The VisionAire VA-10 Vantage is a prototype single-engined light business-jet (or "very light jet") designed and developed by the American company VisionAire Jets Corporation. Originally planned for production in the late 1990s, the original VisionAire Corporation failed in 2003. The project was acquired by Eviation Jets, which planned to produce it as the redesigned EV-20 Vantage Jet.

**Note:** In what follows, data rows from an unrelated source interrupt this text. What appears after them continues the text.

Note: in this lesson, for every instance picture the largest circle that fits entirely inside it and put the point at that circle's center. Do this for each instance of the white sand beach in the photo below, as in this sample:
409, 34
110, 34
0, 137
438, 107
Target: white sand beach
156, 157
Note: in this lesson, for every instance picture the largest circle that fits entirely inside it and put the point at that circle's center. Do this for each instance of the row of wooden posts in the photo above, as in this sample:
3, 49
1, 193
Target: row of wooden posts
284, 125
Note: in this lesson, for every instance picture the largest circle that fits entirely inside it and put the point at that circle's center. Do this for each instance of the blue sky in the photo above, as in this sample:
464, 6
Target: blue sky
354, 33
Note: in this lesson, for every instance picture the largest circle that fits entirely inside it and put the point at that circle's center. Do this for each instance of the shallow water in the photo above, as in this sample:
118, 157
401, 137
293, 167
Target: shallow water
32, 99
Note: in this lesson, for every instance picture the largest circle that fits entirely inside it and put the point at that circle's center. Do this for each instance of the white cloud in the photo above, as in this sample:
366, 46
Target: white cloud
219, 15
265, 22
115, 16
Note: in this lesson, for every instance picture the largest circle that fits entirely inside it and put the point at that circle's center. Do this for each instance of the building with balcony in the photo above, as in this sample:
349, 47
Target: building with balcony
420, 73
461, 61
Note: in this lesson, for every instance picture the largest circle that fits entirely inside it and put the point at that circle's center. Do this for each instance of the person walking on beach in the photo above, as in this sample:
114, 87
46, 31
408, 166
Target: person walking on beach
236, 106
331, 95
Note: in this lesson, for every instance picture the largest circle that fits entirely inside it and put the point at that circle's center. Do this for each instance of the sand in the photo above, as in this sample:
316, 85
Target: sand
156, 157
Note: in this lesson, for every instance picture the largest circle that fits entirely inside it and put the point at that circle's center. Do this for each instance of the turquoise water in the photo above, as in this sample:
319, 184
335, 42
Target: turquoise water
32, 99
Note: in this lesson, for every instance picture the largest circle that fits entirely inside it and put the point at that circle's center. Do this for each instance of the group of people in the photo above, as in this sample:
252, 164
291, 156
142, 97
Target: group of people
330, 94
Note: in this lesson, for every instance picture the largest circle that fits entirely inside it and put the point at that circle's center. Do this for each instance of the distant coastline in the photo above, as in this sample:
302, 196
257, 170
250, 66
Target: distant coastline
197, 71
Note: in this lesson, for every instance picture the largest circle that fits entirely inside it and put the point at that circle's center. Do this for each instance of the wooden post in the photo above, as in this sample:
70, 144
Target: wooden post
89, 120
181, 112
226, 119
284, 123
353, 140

Eviation also failed, and in 2012 the design was relaunched by a revived VisionAire under its original design.

==Design and development==
The Vantage is currently being developed by VisionAire Jets, LLC, a successor company to VisionAire Corporation, founded in 1988, to fill a perceived gap in the light aircraft market between high performance piston-engined aircraft and twin-engined executive jets. The Vantage differed from contemporary executive jets in that it was powered by a single engine, a Pratt & Whitney Canada JT15D turbofan buried in the rear fuselage, fed by twin air-inlets above the fuselage. It was of all-composite construction, and its wing was forward swept to reduce drag and to allow an unobstructed cabin by mounting the wing spar behind the cabin. It was planned to sell the Vantage for $1.65 million, compared with $3.3 million for the Cessna CitationJet.

The first prototype, a proof-of-concept aircraft intended to confirm the design's handling, was designed and built by Burt Rutan's Scaled Composites in Mojave, California. It made its maiden flight on November 16, 1996. Flight testing revealed several handling and aerodynamic problems, which resulted in a redesign of the aircraft in December 1998.

Delays to the program continued, while costs mounted, and in January 2003, with the company having already spent $110 million, requiring another $125 million to complete certification and owing $35 million, a federal judge ordered VisionAire liquidated to pay its debts. The Vantage design was purchased by Eviation, for use as a basis for the twin-engined EV-20 Vantage Jet design.

The Vantage Proof-of-Concept (POC) aircraft is currently located at the VisionAire Jets facility at the Hickory Airport, Hickory North Carolina.

==Eviation EV-20 Vantage Jet==
Following the purchase of the Vantage by Eviation Jets, the proposed EV-20 was envisioned as a twin-engine design with two Williams FJ44-1AP turbofan engines, with a projected cruise speed of 424 kn at 36000 ft with an approximate range of 1300 nmi. In the executive configuration it would have provided room for eight passengers, or ten commuter passengers. It would incorporate Garmin G1000 avionics, and would be made entirely from composite materials. By 2006, initial review of the EV-20 design were completed and construction of a prototype aircraft was expected to begin, utilizing an outside fabricator for construction of the prototype.

==Return to VisionAire==
The redesign of the Vantage from a single- to a twin-engine design proved troublesome; the company failed to progress with the development of the type, and in 2012 the EV-20 was repurchased by VisionAire; the aircraft's design was returned to a single-engined configuration, and VisionAire stated in early 2013 that they planned to construct the Vantage in a factory in Newton, North Carolina, with the prototype scheduled to fly in 2014. In 2016 the company revealed some design changes, and that it was seeking further investment. However, by 2024 no further progress has been announced, and the latest version of the company's website is dated 2016.